Dawn é completamente metódica e regrada, ela tem horário para tudo e tenta se encaixar na empresa. Natalie é alguém com quem Dawn tenta fazer amizade, mas as coisas não saem como ela planejou. Ao que parece, Natalie não gosta dela e Dawn quer encontrar uma maneira de agradar a vendedora para que sejam amigas.
Mas essa é a visão de Dawn sobre a história, na verdade, essa é a versão que ela conta em e-mail para a sua melhor amiga. A contadora descreve detalhadamente cada interação com Natalie e o cenário revelado é cruel. Pelo que descreve, a vendedora beira ao assédio moral ao isolar Dawn, excluí-lá de confraternizações, descredibilizá-la e uma série de situações nas quais Natalie age de modo maldoso.
Mas essa versão é completamente diferente da que a vendedora conta. Natalie afirma que foi a única na empresa que tentou se aproximar de Dawn, todos os demais funcionários a chamavam de esquisita e zombavam de seu hiperfoco e obsessão por tartarugas. E quando Dawn desapareceu, ninguém mais se importou, só Natalie.
Ao descobrir que Dawn não foi trabalhar, algo fora de seu padrão, Natalie ficou preocupada e ao receber uma ligação da contadora pedindo ajuda, Natalie vai até a casa dela para tentar entender o que aconteceu.
A partir de então, as coisas se complicam e uma investigação intensa começa. Dawn e Natalie têm versões diferentes para a mesma história, cabe à polícia descobrir qual dos lados é o verdadeiro.
Minhas impressões
Uma história, duas versões! Quem está falando a verdade? Em A contadora, Freida McFadden nos prende em uma teia de manipulações na qual nada é o que parece e qualquer um pode estar mentindo.
Narrado pelo ponto de vista de Natalie, nós acompanhamos seu empenho em tentar encontrar a contadora que desapareceu. Natalie está preocupada e desde que a polícia entrou em ação ela vem se complicando cada vez mais. Algumas coisas estranhas acontecem e ela não sabe como explicar, sua única certeza é a de que não tem nada a ver com o sumiço da contadora e quer ajudar a encontrá-la.
Também temos capítulos que são pelo ponto de vista de Dawn, porém, através dos e-mails que ela envia para a amiga. O conteúdo das mensagens é detalhado e a contadora mostra um lado de Natalie que não vemos nos capítulos narrados pela vendedora. Para Dawn, Natalie é cruel e ela é ingênua demais para entender isso, então fica correndo atrás de Natalie tentando ser sua amiga.

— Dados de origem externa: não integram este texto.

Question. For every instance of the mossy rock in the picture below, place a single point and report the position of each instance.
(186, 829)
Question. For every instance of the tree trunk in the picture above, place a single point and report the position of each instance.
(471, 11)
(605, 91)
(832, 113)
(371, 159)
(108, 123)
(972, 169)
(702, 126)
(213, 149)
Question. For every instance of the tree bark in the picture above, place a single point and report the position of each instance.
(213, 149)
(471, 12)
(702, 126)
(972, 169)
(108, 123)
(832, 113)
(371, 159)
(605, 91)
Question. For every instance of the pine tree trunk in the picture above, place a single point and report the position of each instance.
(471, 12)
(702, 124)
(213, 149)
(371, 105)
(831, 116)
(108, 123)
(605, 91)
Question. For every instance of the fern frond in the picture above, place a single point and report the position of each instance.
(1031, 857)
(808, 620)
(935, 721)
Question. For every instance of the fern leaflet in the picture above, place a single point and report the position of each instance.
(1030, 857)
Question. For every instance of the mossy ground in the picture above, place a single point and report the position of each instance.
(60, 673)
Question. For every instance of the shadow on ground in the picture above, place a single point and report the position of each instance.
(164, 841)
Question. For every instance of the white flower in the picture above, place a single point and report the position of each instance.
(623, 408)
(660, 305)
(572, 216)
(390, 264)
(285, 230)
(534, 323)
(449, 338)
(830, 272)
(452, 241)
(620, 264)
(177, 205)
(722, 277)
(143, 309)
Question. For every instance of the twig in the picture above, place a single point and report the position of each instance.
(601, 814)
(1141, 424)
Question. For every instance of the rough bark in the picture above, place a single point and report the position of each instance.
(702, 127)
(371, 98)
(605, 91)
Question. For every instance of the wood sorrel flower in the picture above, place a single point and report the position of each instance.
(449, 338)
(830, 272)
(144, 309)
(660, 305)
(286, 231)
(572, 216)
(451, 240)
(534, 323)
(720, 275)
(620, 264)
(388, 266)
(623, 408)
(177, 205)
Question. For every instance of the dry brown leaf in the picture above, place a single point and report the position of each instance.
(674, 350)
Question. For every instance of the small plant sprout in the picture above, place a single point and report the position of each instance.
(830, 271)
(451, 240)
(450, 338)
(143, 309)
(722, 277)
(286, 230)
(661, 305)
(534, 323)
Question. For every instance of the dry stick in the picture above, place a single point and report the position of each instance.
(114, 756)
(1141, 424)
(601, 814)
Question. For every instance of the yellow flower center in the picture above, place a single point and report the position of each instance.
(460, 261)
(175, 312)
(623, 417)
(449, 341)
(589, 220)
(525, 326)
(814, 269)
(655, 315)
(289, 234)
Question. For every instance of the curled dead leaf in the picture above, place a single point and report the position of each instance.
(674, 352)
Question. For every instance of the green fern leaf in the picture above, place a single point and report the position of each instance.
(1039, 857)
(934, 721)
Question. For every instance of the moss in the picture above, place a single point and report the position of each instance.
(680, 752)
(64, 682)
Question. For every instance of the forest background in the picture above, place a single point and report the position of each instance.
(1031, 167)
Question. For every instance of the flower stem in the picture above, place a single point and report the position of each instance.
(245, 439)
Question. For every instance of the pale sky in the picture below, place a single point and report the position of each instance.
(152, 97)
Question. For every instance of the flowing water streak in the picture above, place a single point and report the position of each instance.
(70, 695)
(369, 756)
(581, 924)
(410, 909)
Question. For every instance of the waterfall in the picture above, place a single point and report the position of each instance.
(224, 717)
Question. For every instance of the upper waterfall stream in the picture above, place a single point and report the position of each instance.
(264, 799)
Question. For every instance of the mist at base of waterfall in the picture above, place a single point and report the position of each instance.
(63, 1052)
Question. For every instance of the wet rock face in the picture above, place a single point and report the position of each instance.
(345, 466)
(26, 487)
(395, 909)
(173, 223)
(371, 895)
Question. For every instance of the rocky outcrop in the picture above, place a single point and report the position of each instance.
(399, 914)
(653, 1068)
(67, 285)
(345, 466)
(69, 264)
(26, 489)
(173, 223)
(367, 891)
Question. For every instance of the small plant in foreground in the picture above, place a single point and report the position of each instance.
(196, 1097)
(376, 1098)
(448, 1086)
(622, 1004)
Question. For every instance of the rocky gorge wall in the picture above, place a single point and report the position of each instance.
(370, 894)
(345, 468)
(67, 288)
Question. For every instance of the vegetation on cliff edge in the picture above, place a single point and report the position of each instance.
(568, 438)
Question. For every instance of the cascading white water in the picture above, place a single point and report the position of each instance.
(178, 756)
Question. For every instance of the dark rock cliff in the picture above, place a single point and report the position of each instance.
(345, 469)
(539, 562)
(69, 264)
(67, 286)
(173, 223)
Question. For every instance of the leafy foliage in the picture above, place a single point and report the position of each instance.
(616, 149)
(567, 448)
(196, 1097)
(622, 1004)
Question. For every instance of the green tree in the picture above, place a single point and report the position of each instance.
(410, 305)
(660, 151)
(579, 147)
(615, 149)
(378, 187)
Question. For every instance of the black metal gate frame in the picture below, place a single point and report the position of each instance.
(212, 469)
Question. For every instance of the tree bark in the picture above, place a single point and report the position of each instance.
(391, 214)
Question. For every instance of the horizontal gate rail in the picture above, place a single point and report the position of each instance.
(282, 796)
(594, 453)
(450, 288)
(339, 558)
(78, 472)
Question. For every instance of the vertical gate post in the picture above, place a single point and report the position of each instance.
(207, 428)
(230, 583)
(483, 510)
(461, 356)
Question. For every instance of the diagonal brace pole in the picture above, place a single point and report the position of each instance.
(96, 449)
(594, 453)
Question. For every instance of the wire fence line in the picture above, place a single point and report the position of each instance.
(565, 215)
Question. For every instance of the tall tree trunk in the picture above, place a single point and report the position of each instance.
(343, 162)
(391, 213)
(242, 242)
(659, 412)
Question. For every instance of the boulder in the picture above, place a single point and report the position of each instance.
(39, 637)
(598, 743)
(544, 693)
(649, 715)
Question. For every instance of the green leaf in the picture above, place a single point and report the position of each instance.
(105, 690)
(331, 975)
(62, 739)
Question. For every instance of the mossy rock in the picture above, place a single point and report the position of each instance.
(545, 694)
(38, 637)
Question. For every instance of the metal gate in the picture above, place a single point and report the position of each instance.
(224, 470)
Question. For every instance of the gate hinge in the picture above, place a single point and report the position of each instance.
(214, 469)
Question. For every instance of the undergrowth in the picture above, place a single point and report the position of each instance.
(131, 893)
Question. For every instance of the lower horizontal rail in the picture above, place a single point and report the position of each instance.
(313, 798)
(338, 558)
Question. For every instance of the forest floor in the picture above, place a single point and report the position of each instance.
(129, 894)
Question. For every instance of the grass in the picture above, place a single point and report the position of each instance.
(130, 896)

Um livro viciante, não tem como não ser. Freida McFadden sabe muito bem como deixar o leitor vidrado e ansioso para descobrir todos os segredos. Assim como nos demais livros da autora, esse foi previsível para mim também, mas não uma leitura ruim, pelo contrário. Eu descobri qual era a reviravolta e quem estava enganando quem, mas não sabia a motivação real para isso. Imaginava que sabia e, nesse ponto, fui enganada pela autora. A verdade é bem surpreendente, embora as pistas sempre tenham estado ali, nas entrelinhas, e me senti uma trouxa por não ter percebido antes.
Só o final que me deixou um pouquinho frustrada com o desfecho. Mais precisamente no epílogo. Eu esperava que fosse diferente. Mas tudo bem, isso não vai tirar o quanto gostei da leitura.
Quem já é fã da autora, se joga nessa leitura porque também vai gostar. Se nunca leu nada dela, leia A contadora, é uma leitura que vale a pena.